Romane et Bastien

par Bernard COLIN

Ceux qui fréquentaient Bastien ne le reconnaissaient plus ; terminée sa bonne humeur habituelle, lui d'ordinaire si bavard ne parlait plus, répondait par oui ou par non, ou bien ne répondait pas.

Ses amis craignaient une maladie ou des ennuis financiers, sa famille s'inquiétait pour son avenir professionnel ; sans Romane il avait l'impression de ne plus exister, de ne plus être lui-même.

Après un mois de torture, Bastien reprit sa correspondance, il envoya à Romane une lettre pleine de tendresse et de compréhension, dans l'enveloppe il glissa une gomme pour qu'elle puisse mieux l'effacer de sa vie, sur la gomme était inscrit : je t'aime.

La réponse ne tarda pas, la lettre était merveilleuse, Romane ne parlait pas de son présent, elle expliquait à Bastien qu'elle ne voulait pas qu'il sorte de sa vie, tes lettres me passionnent, tu peux encore m'écrire, elle ne lui disait pas je t'aime mais cette lettre en forme d'amitié contenait de l'amour, un amour exprimé avec douceur et  réserve, ce n'était pas un cri, juste une caresse.

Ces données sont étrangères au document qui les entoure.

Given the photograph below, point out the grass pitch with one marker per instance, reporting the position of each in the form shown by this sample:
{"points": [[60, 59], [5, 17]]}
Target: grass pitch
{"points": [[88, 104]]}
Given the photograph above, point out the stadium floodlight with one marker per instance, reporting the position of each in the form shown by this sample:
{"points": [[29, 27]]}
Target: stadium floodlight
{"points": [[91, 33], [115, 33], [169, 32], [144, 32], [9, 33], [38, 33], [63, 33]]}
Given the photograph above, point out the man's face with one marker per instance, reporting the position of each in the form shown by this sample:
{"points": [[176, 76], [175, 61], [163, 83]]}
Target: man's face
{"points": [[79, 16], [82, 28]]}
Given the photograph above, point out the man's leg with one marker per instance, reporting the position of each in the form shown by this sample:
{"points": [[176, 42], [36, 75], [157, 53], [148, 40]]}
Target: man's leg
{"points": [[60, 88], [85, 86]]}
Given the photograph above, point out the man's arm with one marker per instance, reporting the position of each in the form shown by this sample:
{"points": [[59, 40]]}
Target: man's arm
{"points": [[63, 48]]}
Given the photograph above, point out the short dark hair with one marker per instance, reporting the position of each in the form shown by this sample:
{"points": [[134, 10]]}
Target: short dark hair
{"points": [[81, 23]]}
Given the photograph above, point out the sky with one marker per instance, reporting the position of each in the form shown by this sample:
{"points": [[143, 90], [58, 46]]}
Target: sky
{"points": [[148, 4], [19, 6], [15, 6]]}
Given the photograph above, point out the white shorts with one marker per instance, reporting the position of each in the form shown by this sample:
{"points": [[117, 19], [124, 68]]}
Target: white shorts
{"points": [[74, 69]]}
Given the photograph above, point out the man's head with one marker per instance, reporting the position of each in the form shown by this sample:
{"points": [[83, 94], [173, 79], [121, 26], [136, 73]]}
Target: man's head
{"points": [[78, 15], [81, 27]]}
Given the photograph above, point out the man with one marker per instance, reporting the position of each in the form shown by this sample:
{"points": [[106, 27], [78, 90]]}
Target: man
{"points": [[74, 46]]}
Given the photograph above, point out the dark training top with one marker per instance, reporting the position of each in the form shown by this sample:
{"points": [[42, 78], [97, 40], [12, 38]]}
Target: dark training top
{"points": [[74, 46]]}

Cette lettre avait fait naître en Bastien un peu d'espoir, l'espoir d'une reconquête, il attendait avec impatience le jour de leurs retrouvailles ; mais si la vie a tant de saveur c'est bien parce que rien ne va jamais seul.

Comme il l'avait espéré, la récente aventure de Romane n'avait pas duré ; une rencontre dans un train, quelle drôle d'idée ; amoureux des voitures, il n'avait jamais aimé le chemin de fer et ce coup de poignard au cœur était pour lui presque une confirmation du caractère maudit du rail.

De retour à Nancy pour un week-end, Romane l'avait invité au Vertigo seul véritable café-théâtre de la ville, la perspective de cette soirée l'avait transporté ; dans sa tête dansaient des rêves d'avenir.

L'espoir était comme une flamme et Romane souffla doucement dessus quand elle lui dit très calmement : Cette histoire ne pouvait pas marcher, ce garçon n'était pas digne de confiance, je l'ai remplacé par quelqu'un de plus mûr, sans amour, juste pour être moins seule.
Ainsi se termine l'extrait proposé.